Glee actor’s solo album a Pipe Dream

Considering the musical focus of the hit television show Glee, it shouldn’t be surprising that one of the actors, Mark Salling, has been involved in music off the set.

Stick to covers · Salling is better when Auto-Tuned. - Photo courtesy of Pipe Dreams Records

It might be for the best, however, if the musical aspect of his career remains within the confines of the show. Salling, who is known for playing Noah “Puck” Puckerman on Glee, recently released his solo album, Pipe Dreams, which is an unfortunately fitting title for an album full of characterless, forgettable songs.

Pipe Dreams has a mellow, soft-rock, singer-songwriter vibe that brings no urgency to the music and an earnest atmosphere that lets the listeners know just how serious Salling is about every cheesy song on the album.

In addition to the songs being unfulfilling, the lyrics are strange and distractingly wordy — occasionally cringe-inducing — the instrumentals are nothing special and Salling’s vocals are weak at best. All together, the album is simply bad. It’s like burnt toast — it might have had some potential before but now there’s nothing that can make it better.

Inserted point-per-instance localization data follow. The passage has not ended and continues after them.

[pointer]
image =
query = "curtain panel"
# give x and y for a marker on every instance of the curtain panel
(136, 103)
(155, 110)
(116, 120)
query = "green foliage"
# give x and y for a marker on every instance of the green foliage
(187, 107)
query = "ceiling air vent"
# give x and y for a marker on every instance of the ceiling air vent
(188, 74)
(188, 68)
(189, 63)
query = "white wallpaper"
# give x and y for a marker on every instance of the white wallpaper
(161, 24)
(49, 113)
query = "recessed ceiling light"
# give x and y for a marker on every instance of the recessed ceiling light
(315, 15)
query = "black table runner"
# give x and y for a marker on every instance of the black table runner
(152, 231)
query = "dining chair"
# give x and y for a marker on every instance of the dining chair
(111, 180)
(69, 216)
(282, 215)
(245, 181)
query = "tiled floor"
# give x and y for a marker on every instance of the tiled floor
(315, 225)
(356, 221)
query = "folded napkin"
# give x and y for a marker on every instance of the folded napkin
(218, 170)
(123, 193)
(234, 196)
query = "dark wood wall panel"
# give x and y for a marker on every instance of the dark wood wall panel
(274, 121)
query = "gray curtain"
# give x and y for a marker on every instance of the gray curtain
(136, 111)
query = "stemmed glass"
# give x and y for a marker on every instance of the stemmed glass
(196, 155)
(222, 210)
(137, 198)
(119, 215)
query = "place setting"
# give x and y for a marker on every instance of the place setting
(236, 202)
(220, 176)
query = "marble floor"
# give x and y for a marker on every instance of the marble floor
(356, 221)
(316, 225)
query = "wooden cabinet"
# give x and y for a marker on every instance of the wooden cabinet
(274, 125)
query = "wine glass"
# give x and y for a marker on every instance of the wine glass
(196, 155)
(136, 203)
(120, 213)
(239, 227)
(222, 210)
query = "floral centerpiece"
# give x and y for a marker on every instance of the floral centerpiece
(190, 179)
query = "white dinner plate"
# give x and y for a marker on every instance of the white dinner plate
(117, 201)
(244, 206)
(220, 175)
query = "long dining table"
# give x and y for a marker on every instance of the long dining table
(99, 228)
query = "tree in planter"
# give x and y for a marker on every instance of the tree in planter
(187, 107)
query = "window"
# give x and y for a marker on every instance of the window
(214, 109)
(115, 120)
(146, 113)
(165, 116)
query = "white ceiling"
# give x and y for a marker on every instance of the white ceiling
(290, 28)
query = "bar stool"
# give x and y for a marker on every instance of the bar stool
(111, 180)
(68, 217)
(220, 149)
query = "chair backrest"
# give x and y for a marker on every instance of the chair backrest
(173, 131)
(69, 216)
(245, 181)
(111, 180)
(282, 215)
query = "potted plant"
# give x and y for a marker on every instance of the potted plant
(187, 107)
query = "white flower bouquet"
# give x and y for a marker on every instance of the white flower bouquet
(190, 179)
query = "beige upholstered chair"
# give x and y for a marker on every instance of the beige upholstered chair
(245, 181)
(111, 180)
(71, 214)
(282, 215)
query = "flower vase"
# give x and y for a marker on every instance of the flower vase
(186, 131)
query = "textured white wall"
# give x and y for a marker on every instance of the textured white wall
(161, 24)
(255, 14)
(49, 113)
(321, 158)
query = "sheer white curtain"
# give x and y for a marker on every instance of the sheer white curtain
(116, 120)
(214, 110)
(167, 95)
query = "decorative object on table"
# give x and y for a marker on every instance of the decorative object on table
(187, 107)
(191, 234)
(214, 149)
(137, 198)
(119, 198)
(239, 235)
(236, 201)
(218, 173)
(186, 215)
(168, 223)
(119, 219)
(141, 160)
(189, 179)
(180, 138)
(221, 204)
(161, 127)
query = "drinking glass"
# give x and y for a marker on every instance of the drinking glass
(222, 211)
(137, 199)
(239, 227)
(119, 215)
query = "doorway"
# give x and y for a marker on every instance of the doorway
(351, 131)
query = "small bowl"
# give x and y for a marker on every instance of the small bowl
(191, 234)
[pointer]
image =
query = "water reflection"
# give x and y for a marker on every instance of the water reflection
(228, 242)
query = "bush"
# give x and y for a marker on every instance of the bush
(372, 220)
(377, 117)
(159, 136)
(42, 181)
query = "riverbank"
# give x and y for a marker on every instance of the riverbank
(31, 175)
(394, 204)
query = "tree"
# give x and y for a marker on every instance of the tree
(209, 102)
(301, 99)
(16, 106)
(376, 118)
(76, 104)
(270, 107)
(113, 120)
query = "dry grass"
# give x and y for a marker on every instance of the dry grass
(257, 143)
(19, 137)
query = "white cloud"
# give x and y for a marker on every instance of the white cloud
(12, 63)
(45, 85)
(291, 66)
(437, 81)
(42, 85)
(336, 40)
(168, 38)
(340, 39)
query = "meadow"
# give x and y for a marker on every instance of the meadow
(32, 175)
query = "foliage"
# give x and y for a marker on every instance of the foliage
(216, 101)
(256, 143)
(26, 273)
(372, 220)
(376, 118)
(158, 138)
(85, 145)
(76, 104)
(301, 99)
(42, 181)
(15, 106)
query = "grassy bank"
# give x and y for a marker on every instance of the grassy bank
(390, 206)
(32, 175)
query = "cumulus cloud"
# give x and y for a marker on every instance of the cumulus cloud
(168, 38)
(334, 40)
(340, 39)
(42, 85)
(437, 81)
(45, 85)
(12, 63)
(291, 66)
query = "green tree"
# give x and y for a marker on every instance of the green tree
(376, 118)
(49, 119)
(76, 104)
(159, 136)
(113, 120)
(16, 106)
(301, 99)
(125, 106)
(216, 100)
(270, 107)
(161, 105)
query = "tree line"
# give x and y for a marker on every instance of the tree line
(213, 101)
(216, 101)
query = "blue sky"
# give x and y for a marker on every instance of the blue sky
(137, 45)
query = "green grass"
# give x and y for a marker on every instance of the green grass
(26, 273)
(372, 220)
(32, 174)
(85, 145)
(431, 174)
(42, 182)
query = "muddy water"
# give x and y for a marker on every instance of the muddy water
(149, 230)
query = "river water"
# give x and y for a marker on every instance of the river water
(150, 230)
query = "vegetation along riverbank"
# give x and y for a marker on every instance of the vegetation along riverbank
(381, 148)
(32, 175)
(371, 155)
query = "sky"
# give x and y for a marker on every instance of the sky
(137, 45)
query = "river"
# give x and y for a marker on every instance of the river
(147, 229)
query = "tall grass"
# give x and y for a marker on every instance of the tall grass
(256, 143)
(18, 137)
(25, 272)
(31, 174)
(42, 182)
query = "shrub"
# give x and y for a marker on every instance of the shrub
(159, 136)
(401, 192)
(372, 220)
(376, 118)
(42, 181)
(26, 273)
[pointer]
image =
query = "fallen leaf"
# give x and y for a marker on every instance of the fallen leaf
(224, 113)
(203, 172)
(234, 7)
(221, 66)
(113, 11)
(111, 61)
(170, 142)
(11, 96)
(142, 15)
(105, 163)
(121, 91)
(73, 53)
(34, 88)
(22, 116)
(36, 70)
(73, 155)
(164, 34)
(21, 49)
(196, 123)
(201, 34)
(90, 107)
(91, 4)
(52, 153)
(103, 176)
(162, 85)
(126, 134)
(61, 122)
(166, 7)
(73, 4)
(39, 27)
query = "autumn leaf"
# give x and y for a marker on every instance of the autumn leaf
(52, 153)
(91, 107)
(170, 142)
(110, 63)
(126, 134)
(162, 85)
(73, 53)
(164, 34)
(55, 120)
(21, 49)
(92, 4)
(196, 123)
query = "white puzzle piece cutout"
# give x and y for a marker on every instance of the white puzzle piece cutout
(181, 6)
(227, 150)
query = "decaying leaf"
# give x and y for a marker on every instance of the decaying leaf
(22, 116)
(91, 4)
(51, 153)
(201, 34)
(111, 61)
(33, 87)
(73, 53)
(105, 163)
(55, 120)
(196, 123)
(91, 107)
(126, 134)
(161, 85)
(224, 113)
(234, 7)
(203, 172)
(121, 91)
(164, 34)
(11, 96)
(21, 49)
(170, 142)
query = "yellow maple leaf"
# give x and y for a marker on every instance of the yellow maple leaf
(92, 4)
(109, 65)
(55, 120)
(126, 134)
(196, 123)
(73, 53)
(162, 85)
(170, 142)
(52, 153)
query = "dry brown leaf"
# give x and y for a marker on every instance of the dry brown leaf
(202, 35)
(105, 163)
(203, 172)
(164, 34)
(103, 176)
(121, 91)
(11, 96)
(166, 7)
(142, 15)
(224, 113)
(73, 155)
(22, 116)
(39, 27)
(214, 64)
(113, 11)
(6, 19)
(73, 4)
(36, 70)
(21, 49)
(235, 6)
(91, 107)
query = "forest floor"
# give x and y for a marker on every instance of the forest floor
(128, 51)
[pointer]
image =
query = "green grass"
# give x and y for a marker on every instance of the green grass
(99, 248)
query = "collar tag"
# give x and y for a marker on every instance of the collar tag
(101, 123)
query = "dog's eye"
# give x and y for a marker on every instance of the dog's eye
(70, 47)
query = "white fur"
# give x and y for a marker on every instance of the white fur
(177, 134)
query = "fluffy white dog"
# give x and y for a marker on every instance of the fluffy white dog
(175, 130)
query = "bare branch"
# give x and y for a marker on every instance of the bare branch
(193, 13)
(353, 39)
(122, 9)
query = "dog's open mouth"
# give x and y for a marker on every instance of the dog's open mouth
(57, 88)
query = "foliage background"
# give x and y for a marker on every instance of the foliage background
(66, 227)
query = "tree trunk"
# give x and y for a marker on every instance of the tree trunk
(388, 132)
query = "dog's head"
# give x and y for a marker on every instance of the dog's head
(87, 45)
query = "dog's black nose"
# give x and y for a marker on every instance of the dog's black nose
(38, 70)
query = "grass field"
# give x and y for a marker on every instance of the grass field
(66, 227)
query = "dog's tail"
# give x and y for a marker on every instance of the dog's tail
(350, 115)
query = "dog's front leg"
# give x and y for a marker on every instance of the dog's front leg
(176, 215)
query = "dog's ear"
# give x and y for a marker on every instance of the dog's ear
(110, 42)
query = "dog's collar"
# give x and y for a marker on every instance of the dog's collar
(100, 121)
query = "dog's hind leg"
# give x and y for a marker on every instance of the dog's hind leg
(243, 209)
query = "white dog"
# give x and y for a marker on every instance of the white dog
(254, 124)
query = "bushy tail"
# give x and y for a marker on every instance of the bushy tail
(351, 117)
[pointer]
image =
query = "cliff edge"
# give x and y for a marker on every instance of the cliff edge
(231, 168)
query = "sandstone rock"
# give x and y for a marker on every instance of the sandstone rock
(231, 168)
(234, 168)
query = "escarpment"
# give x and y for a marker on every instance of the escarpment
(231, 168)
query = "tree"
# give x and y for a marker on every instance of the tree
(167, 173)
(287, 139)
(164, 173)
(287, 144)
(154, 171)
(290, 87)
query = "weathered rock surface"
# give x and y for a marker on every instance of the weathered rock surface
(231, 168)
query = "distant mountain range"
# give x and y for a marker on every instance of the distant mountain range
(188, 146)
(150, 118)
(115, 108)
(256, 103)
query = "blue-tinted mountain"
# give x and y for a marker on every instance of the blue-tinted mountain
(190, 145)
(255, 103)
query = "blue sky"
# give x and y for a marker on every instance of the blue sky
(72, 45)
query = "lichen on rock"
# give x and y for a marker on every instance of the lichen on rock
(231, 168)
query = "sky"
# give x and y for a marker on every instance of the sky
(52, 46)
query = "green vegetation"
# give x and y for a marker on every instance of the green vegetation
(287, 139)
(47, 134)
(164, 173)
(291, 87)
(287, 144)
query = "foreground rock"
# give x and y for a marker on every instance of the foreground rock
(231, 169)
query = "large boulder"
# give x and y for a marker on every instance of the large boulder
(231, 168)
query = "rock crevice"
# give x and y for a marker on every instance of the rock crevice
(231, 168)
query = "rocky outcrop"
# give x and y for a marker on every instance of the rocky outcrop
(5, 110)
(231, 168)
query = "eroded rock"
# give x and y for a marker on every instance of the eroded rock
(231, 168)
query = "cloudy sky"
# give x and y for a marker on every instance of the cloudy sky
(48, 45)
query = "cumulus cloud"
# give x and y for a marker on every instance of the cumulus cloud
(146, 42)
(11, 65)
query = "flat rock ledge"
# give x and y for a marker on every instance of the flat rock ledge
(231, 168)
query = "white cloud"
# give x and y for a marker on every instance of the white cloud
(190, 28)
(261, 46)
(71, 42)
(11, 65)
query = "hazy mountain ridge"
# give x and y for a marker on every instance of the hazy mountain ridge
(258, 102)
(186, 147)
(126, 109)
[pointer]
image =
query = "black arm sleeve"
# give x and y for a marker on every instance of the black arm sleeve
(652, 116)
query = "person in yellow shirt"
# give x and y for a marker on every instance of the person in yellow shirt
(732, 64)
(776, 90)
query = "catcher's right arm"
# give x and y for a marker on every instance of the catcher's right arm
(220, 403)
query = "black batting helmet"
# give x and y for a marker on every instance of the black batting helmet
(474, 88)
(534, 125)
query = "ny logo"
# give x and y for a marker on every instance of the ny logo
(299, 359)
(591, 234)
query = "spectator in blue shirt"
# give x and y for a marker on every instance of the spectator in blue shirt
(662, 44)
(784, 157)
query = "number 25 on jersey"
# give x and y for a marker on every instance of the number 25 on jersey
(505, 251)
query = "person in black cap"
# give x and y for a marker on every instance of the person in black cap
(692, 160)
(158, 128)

The album starts off with the underwhelming “Migration,” which is the only song listeners need to hear, because every song on Pipe Dreams sounds exactly like the one that comes before it.

Salling introduces listeners to his puzzling lyrical style with lines about “metaphors,” “dinosaurs” and “proclamations.” The lyrics are entertaining in their own right, but only because they are awkward, bizarre and excessively wordy.

The third song, “Higher Power,” is an OK song, but that might just be within the context of the album. It’s arguably the best song on Pipe Dreams, which doesn’t give it much credit, but it has some potential, the instrumental work is alright and it has the best melody.

In fact, the melody sounds like a lethargic copy of Gloria Gaynor’s “I Will Survive,” which is a good explanation for why it’s enjoyable at all.

Unfortunately, the underwhelmingly bland first three tracks do nothing to prepare listeners for “Mary Poppins.”

With cringe-worthy lyrics such as Why can’t I believe in Mary Poppins? delivered in Salling’s raspy, nasally, earnest croon, this song might drive buyers to dump the entire CD straight into the trash. The lyrics are beyond cheesy and, sadly for Salling, the song sounds like a joke that went horribly wrong.

The rest of the album is unremarkable, but not as awful as “Mary Poppins.”

“Musical Soulmate” is a sleepy lullaby while “Illusions” sounds like a bad Maroon 5 cover with a psychedelic twist and awkward tempo changes.

In “Doppelganger,” Salling manages to rip off Sugar Ray while also deviating into some pseudo-rapping that sounds oddly similar to both Crazy Town and Aaron Carter at the same time.

Pipe Dreams lacks its own distinct musical style and instead sounds as if it were influenced by an agglomeration of artists such as Pearl Jam, Sublime, Beck and the Beatles. Even Salling himself described the musical style on his album as “kind of all over the place” in an interview with

The album ends on a more underwhelming note than it begins on with the final song, “Fugitive,” leaving listeners with the feeling that they sat through an unfinished basement demo.

Even after two full listens, it’s still nearly impossible to distinguish the songs from one another and remember the individual melodies. Every song leaves something to be desired in terms of creativity.

Although it’s not surprising that Salling’s music sounds different from the songs he sings on Glee, people familiar with the show will probably feel let down.

Following popular Glee performances of songs such as “Sweet Caroline,” “The Lady is a Tramp” and “Only the Good Die Young,” which were upbeat and suited his vocal range, Salling’s album is especially disappointing.

Pipe Dreams certainly isn’t the worst album ever made, but it definitely is not anything above downright awful. It’s bland and absolutely forgettable — at least most listeners will want to forget it. If they don’t pull faces and roll their eyes while listening to this album, then they’re not listening properly.

Despite his solo effort, Salling is better off doing karaoke for the Auto-Tune gods of Glee.